No, that was the functionality it had previously.

>In other words, will a Lured flyer force a GS to block or not?

It will.

(Yes, I'm aware that there have been different answers on these simple
questions from various netreps over the last week or so; we apologize, and
believe we've got that much sorted out, at least. There is some Difficult
stuff going on still with them.)

>Reason I ask is I'm wondering what is wrong with a simple
>and more generic wording:
>
>"[foo] may block creatures with [bar]."

(I did say someone would suggest this, did I not?)

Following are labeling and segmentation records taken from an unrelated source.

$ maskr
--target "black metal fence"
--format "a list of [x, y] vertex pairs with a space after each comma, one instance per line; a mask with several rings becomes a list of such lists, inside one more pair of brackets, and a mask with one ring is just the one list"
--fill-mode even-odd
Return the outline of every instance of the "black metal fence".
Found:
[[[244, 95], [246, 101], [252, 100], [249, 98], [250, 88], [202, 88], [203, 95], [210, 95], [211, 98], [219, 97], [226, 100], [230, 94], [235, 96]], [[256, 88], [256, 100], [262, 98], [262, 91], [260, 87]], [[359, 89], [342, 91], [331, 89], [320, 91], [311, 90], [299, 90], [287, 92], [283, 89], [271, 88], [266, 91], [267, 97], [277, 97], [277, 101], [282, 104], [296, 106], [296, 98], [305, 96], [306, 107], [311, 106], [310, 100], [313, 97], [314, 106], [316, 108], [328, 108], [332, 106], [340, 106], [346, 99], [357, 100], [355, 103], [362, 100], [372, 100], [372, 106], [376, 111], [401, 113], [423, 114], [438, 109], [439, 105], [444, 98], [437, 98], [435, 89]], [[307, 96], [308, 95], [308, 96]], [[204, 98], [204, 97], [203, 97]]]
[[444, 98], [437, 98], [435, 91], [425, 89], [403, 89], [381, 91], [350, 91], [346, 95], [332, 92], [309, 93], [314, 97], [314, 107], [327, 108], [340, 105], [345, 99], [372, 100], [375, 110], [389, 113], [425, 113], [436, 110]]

In case you haven't noticed, this is giving an ABILITY to block certain
creatures. What does your suggestion do when the green Spider tries to block
an attacker that has both flying and Fear, or both flying and forestwalk? It
says "This can block that". That leads to players getting The Wrong Answer -
"it says it can block it, so that must overrule that it can't block it because
of the other evasion ability".

We don't want to ever say "This -can block- this attacker", because there are
so many ways to make it so the attacker can't be blocked after all, in
other words. "This can block as though it has flying" doesn't specify that it
can block _specific creatures_; instead, it tells you how it blocks, and you
use the rules on flying to discover that, hey, this means it can block a
flying attacker, if nothing ELSE is interfering. Rather than being told "This
can block flyers" with the attendant misinterpretation "no matter what"...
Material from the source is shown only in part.